/loganalyser

Analyses a large log file using reactive technologies

Primary LanguageJava

Loganalyser

Each step of the process executes independently from the other, in a sort of reactive pattern.

Vertx allows to easily define a reactive pattern architecture and takes care to optimise the usage of the undelying hardware to maximise performances.

Prerequisites

  • JDK 8+

Build the Artifact

Checkout the project using Github.

To run the project it is necessary to build a fat jar.

To build the fat-jar use the Gradle command:

./gradlew build

The above command will generate the fat jar in the folder build/libs.

Configuring the application (mandatory)

To run, the fat jar needs to know the location of the log file that needs to be processed.

To pass the log file location to the fat jar, create a file named, for instance, app.conf. Inside app.conf write:

{
  "file.name": "<absolute path of the log file>"
}

An example of the configuration file is available in the source code at src/main/conf/application.conf

Running the project

Once you have created the configuration file and built the artifact, you are ready to go.

Use: java -jar <path to the fat-jar>/fat-jar-name.jar -conf <path to the conf file>/app.conf

You will see logs get printed to the console. A counter informs the process progress every 100000 records are read from the input file.

Other logs are available in the logs/ folder. The HSQLDB is stored in the folder db/ and the table data is in the file db/logmonitor

Both logs/ and db/ are generated in the folder from where you are running the java -jar command.

NB: the db/ folder is deleted and recreated at every run.

Additional Points

This software was developed and tested on Mac OS using Intellij and Gradle.

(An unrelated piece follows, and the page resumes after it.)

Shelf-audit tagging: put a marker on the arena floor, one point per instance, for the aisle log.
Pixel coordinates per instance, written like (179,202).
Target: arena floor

Logs can be configured in the src/main/resources/log4j.properties file. After changing the log properties the fat-jar has to be rebuilt.

The paradigm using for this software is closer to functional programming rather than object oriented. Separation of concerns and best practices for readable and maintainable code have been applied.

Unit tests have been developed and the total line coverage is 92%. The unit tests implemented represents more system tests rather than test of single unit of work.

Low level multi-threading was not considered a good option becasue of the complexity that comes with it. Instead, it was chose to use a reactive toolkit like Vertx that allows great performances without having to worry of managing several threads, as this is done by the toolkit.

This application has been tested up until 1.2GB size input files and took about 450 seconds to complete.